Egypt’s central bank has continued to expand its lending to the government, despite a notable decline in inflation from its peak.
Despite a decline in inflation from a record 38% in September to 25.7% in July, economists caution that central bank lending to the government remains a concern and risks undermining Egypt’s economic stability.
According to the bank’s annual budget report, there was a 31.1% rise in “M1” money supply, including currency in circulation and demand deposits in Egyptian pounds, at the end of June 2024. This follows a 33.4% increase in the previous fiscal year and a 23.1% rise in 2021/22.
This acceleration in money supply growth, which came after a series of economic shocks, notably the COVID-19 pandemic and the war in Ukraine, has made clear the underlying economic problems of the country.
The central bank’s figures show that it held 1.36 trillion Egyptian pounds in government securities as of June, up from 1.09 trillion pounds the previous year.
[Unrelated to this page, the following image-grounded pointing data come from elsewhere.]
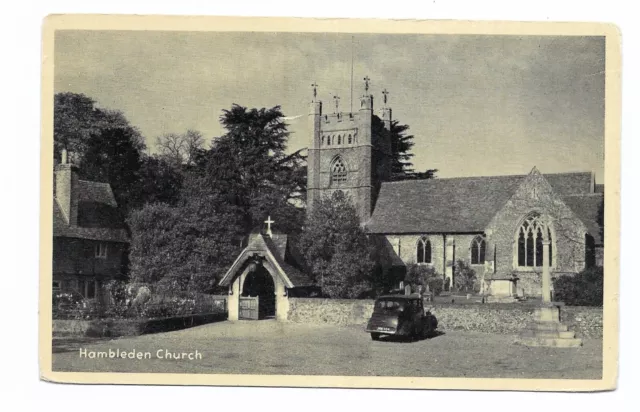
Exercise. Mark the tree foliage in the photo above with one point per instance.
(250, 169)
(336, 249)
(583, 289)
(180, 149)
(401, 144)
(190, 244)
(108, 149)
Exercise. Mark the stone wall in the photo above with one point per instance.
(488, 318)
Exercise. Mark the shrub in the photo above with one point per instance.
(582, 289)
(426, 276)
(464, 277)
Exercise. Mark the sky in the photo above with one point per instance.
(476, 104)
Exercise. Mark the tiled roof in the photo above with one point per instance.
(587, 208)
(98, 215)
(296, 276)
(455, 205)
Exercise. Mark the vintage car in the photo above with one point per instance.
(400, 315)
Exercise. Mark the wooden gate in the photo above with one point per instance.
(249, 307)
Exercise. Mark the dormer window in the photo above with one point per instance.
(100, 250)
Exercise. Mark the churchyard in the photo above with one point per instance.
(271, 347)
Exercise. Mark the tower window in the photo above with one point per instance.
(100, 250)
(478, 250)
(338, 171)
(423, 250)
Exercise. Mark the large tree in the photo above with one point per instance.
(102, 143)
(190, 244)
(401, 144)
(180, 149)
(336, 250)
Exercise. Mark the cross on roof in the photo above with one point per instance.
(366, 83)
(269, 222)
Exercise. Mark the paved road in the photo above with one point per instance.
(270, 347)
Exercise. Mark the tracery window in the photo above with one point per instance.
(338, 171)
(530, 236)
(478, 249)
(423, 251)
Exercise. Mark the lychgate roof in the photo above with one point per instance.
(456, 205)
(275, 250)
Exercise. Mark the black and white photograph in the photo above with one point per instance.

This includes local currency bonds purchased from the Ministry of Finance, which saw an increase in June 2023 from 818.9 billion pounds to 940.3 billion pounds.
Egypt had committed to the International Monetary Fund (IMF) to reduce central bank lending to the government, but the government missed targets in April and May, partly due to delayed funds from the UAE’s $35 billion development rights purchase.
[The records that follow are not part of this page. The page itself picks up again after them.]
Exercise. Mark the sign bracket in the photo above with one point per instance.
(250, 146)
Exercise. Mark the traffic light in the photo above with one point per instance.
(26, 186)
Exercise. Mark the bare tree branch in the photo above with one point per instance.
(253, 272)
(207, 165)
The government has also pledged to stop bypassing the finance ministry by lending to other agencies, decreasing to 766.8 billion pounds by June from 887.6 billion pounds a year earlier.
The IMF has expressed concerns about Egypt’s economic vulnerabilities, including its high public debt and dependence on foreign financing.
The fund has urged Egypt to implement reforms to reduce its budget deficit and increase revenue, as well as to improve the business environment to attract more private investment.